Personal information
- Full name: Charles Thackeray
- Born: 17 November 1831 Cambridge, Cambridgeshire, England
- Died: 11 January 1902 (aged 70) Chappel, Essex, England
- Batting: Unknown
- Relations: Frederick Thackeray (half-brother)

Domestic team information
- 1854: Cambridge Town Club

Career statistics
| Competition | First-class |
| Matches | 1 |
| Runs scored | 43 |
| Batting average | – |
| 100s/50s | –/– |
| Top score | 43* |
| Catches/stumpings | –/– |
- Source: Cricinfo, 20 February 2022

= Charles Thackeray =

English cricketer, soldier and businessman

Charles Thackeray (17 November 1831 — 11 January 1902) was an English first-class cricketer and British Army officer.

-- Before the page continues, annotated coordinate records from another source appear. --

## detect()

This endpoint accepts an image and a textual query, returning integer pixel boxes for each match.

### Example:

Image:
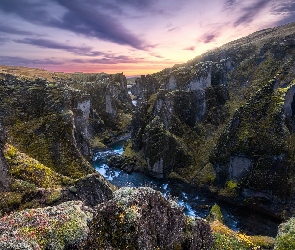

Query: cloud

[52,0,148,50]
[0,56,63,67]
[223,0,237,10]
[0,0,53,24]
[183,46,196,51]
[0,0,150,50]
[234,0,270,27]
[0,24,33,35]
[167,27,180,32]
[200,34,217,43]
[0,37,9,44]
[14,38,103,56]
[272,1,295,25]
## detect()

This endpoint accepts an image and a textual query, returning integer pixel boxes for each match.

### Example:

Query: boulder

[84,187,212,250]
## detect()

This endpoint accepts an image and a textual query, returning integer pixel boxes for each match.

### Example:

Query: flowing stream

[93,141,279,237]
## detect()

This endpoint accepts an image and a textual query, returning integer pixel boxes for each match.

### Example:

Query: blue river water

[93,142,278,236]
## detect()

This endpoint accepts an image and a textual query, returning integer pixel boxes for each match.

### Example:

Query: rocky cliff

[0,123,10,191]
[125,23,295,216]
[0,67,132,178]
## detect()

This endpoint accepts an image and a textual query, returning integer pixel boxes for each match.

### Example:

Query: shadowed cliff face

[129,23,295,217]
[0,71,132,178]
[0,123,10,191]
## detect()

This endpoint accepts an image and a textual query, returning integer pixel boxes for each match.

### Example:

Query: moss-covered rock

[210,220,274,250]
[274,218,295,250]
[0,68,133,179]
[0,201,92,250]
[4,144,74,188]
[61,173,117,207]
[206,204,224,223]
[84,188,212,249]
[0,120,10,191]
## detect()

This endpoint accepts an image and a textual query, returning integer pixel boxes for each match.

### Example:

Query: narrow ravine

[93,141,278,236]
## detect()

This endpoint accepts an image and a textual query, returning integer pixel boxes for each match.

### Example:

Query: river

[93,142,279,237]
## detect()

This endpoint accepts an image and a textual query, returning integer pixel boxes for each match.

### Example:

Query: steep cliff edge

[125,23,295,216]
[0,67,132,178]
[0,122,10,191]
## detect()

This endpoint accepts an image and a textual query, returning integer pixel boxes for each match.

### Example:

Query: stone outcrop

[130,23,295,216]
[60,173,116,207]
[274,217,295,250]
[84,188,213,250]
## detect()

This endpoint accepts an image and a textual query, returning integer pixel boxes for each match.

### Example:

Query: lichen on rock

[84,187,212,249]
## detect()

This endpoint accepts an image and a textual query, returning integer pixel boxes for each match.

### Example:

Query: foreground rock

[274,217,295,250]
[0,67,133,179]
[84,188,212,250]
[0,201,92,250]
[128,20,295,218]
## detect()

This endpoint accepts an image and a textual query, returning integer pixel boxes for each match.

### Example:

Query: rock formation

[128,23,295,216]
[84,188,212,250]
[0,68,133,178]
[0,123,10,191]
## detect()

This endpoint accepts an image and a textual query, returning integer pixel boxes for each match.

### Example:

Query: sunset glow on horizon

[0,0,295,76]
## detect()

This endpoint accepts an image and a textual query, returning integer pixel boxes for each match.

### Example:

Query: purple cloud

[234,0,269,27]
[201,34,217,43]
[72,55,143,64]
[14,38,103,56]
[0,56,63,67]
[0,0,149,50]
[0,24,33,35]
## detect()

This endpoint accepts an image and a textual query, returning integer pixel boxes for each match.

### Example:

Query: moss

[4,144,73,188]
[210,220,274,250]
[0,202,91,250]
[206,204,224,223]
[218,180,239,198]
[195,163,216,187]
[45,189,61,205]
[89,136,107,149]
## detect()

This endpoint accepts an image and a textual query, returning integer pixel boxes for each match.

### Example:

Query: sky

[0,0,295,76]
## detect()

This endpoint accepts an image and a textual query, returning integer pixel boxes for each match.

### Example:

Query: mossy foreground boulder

[0,67,133,179]
[84,187,212,250]
[274,217,295,250]
[0,123,10,191]
[0,201,91,250]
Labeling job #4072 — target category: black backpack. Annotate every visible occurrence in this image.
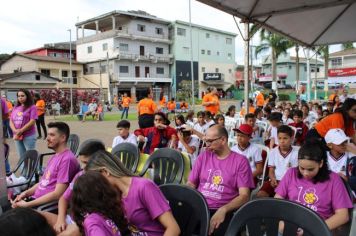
[346,156,356,192]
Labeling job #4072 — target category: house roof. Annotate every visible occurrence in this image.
[329,48,356,57]
[8,53,82,65]
[0,71,61,81]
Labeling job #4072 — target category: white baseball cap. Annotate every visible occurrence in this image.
[325,129,350,145]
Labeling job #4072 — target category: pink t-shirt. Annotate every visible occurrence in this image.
[189,150,255,209]
[11,105,37,137]
[63,170,84,202]
[83,213,121,236]
[32,149,79,198]
[122,177,170,236]
[276,167,353,219]
[0,98,9,115]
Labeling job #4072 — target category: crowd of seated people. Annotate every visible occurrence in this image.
[0,89,356,236]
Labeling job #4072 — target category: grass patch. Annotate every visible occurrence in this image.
[56,112,138,122]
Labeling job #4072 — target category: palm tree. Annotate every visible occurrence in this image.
[256,28,292,95]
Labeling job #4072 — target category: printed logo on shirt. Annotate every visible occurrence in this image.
[128,224,148,236]
[105,220,119,234]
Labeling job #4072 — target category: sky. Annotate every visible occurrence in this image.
[0,0,344,64]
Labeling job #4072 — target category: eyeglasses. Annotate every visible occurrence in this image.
[205,136,222,144]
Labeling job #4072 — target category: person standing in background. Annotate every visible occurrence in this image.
[34,93,47,139]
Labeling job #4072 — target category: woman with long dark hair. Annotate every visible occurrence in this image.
[71,171,128,236]
[10,89,38,162]
[85,151,180,236]
[275,140,353,230]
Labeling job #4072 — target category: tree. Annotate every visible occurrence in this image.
[251,28,292,94]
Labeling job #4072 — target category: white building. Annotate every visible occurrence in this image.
[76,11,173,99]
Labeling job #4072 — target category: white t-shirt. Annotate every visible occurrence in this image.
[327,152,352,175]
[112,134,137,148]
[268,147,298,180]
[178,136,200,166]
[231,143,262,172]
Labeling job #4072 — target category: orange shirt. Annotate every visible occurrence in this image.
[314,112,355,137]
[240,106,256,116]
[122,97,131,107]
[203,93,220,114]
[167,101,176,111]
[137,98,157,115]
[159,96,166,107]
[256,93,265,107]
[36,99,46,116]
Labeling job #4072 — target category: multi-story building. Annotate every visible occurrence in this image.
[20,42,76,60]
[76,11,173,99]
[328,48,356,87]
[169,20,236,98]
[259,54,324,86]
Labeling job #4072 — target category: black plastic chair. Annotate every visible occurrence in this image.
[7,150,40,189]
[225,198,332,236]
[139,148,184,185]
[67,134,80,155]
[159,184,210,236]
[111,143,140,173]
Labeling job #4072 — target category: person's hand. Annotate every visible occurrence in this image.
[209,207,227,235]
[137,135,146,143]
[271,179,278,188]
[53,217,67,234]
[11,200,29,208]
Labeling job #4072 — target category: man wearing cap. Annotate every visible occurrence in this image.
[325,129,353,180]
[82,98,98,122]
[231,124,263,184]
[187,125,254,236]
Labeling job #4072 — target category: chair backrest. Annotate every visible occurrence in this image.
[159,184,210,236]
[111,143,140,173]
[67,134,80,154]
[140,148,184,185]
[225,198,332,236]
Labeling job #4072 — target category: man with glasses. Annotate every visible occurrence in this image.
[188,125,254,236]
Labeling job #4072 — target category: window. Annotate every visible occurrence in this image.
[103,43,108,51]
[156,67,164,75]
[137,24,146,32]
[62,70,68,77]
[177,28,186,36]
[119,43,129,52]
[41,69,51,76]
[100,65,106,73]
[120,66,129,73]
[156,48,163,54]
[156,28,163,35]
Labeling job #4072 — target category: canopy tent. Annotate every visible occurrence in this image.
[198,0,356,47]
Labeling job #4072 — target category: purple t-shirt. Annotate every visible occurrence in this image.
[63,170,84,202]
[122,177,170,236]
[11,105,38,137]
[0,98,9,115]
[83,213,121,236]
[276,167,353,219]
[188,150,255,209]
[33,149,79,198]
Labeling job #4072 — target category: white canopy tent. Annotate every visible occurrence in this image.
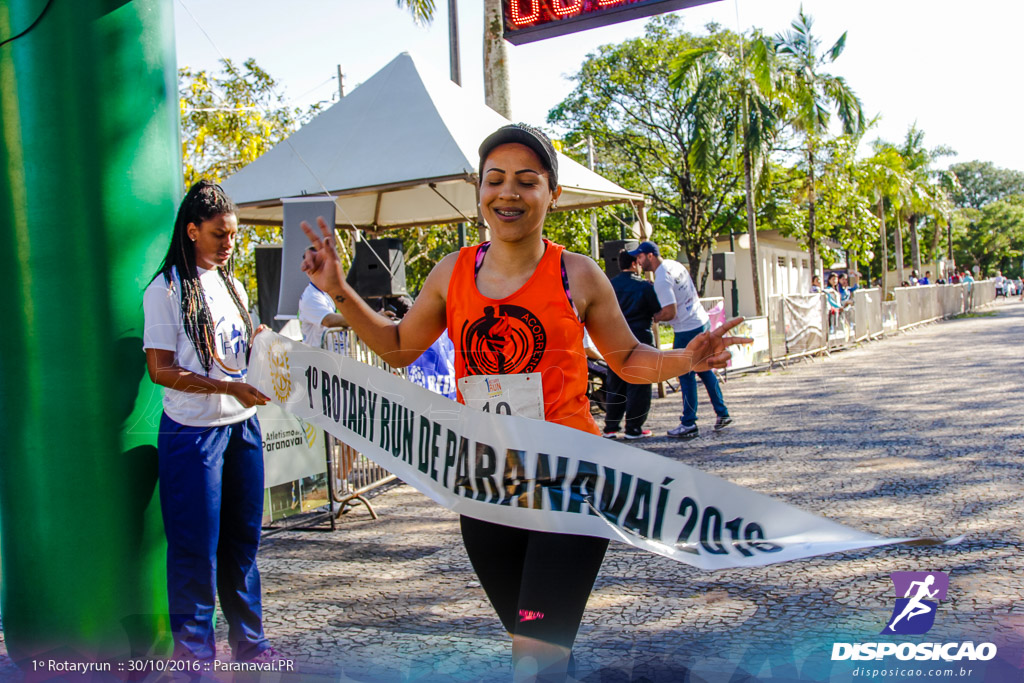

The son of Frederick Thackeray, physician at Addenbrookes Hospital, he was born at Cambridge in November 1831. He was educated at Eton College, where he captained the college cricket team in 1851. From there he matriculated to Emmanuel College, Cambridge. While studying at Cambridge, Thackeray made a single appearance in first-class cricket for the Cambridge Town Club against Cambridge University at Fenner's in 1854. Following his graduation from Cambridge, Thackeray pursued a career in the British Army. He was commissioned as an ensign in the 28th Foot in May 1855, with promotion by purchase to lieutenant following in March 1858. His next promotion came nearly a decade later in November 1867, when he purchased the rank of captain. He was promoted to major in September 1880 and retired the following year, at which point he was granted the honorary rank of lieutenant colonel. In addition to his military career, Thackeray was also appointed a justice of the peace for Essex. He died following a long illness at his residence in the Essex village of Chappel in January 1902. His half-brother Frederick Thackeray was also a first-class cricketer. His cousin was the novelist William Makepeace Thackeray.